2023 European Ladies' Team Championship

Tournament information
- Dates: 11–15 July 2023
- Location: Hämeenlinna, Finland 60°59′55″N 24°31′40″E﻿ / ﻿60.99861°N 24.52778°E
- Course: Tawast Golf & Country Club
- Organized by: European Golf Association
- Format: 36 holes stroke play Knock-out match-play

Statistics
- Par: 72
- Length: 6,041 yards (5,524 m)
- Field: 19 teams 114 players

Champion
- Spain Carla Bernat, Cayetana Fernández, Lucia Lopez Ortega, Julia López Ramirez, Carolina López-Chacarra, Carla Tejedo Mulet
- Qualification round: 691 (–29) Final match 4.5–2.5
- Tawast G&CC Location in Europe Tawast G&CC Location in Finland

= 2023 European Ladies' Team Championship =

Golf competition

The 2023 European Ladies' Team Championship took place 11–15 July at Tawast Golf & Country Club in Hämeenlinna, Finland. It was the 40th women's golf amateur European Ladies' Team Championship.

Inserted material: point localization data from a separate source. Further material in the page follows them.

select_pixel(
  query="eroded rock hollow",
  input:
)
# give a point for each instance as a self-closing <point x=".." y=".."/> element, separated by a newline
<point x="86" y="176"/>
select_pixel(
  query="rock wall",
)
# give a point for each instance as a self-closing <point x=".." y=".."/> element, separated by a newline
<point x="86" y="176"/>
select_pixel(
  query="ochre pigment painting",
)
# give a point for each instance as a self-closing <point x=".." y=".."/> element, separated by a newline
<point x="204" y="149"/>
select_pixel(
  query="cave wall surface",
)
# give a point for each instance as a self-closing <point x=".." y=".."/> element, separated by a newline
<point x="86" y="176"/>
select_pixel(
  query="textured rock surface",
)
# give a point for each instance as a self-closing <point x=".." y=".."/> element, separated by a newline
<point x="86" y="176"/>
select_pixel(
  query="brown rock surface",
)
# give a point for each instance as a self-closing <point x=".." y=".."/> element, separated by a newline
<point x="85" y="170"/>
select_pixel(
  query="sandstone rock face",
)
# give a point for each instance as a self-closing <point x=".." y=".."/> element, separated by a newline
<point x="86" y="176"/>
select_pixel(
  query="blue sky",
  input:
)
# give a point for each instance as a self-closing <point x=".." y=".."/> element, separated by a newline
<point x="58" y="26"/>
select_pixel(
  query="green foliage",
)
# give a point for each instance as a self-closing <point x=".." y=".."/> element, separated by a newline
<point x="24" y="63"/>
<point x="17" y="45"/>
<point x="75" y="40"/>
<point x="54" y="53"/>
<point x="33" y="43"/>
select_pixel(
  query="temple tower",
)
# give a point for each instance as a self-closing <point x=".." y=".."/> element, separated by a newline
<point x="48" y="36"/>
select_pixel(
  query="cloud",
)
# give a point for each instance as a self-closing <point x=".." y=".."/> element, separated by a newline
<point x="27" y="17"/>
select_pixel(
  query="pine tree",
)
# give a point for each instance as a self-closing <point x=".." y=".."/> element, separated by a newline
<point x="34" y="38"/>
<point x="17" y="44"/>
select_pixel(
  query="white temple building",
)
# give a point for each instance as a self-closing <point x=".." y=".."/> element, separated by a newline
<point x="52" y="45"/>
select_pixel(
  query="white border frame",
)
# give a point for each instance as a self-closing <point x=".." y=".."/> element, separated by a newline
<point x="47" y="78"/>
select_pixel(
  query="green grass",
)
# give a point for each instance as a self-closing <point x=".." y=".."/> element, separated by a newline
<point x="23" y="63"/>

Team Spain won the championship.

== Venue ==
The hosting course is situated in Hämeenlinna (Tawastehus in Swedish) in southern Finland about 100 kilometers north of capital city Helsinki. The course, surrounded by woodland and a lake, was designed by architect Reijo Hillberg.

=== Course layout ===

| Hole | Meters | Par |  | Hole | Meters | Par |
| 1 | 302 | 4 |  | 10 | 349 | 4 |
| 2 | 426 | 5 | 11 | 121 | 3 |
| 3 | 382 | 4 | 12 | 313 | 4 |
| 4 | 454 | 5 | 13 | 345 | 4 |
| 5 | 350 | 4 | 14 | 142 | 3 |
| 6 | 305 | 4 | 15 | 300 | 4 |
| 7 | 116 | 3 | 16 | 411 | 5 |
| 8 | 339 | 4 | 17 | 325 | 4 |
| 9 | 132 | 3 | 18 | 412 | 5 |
| Out | 2,806 | 36 | In | 2,718 | 36 |
| Source: |  | Total |  |  | 5,524 | 72 |

== Format ==
Each team consisted of six players. On the first two days each player played 18 holes of stroke play each day. The lowest five scores from each team's six players counted to the team total each day.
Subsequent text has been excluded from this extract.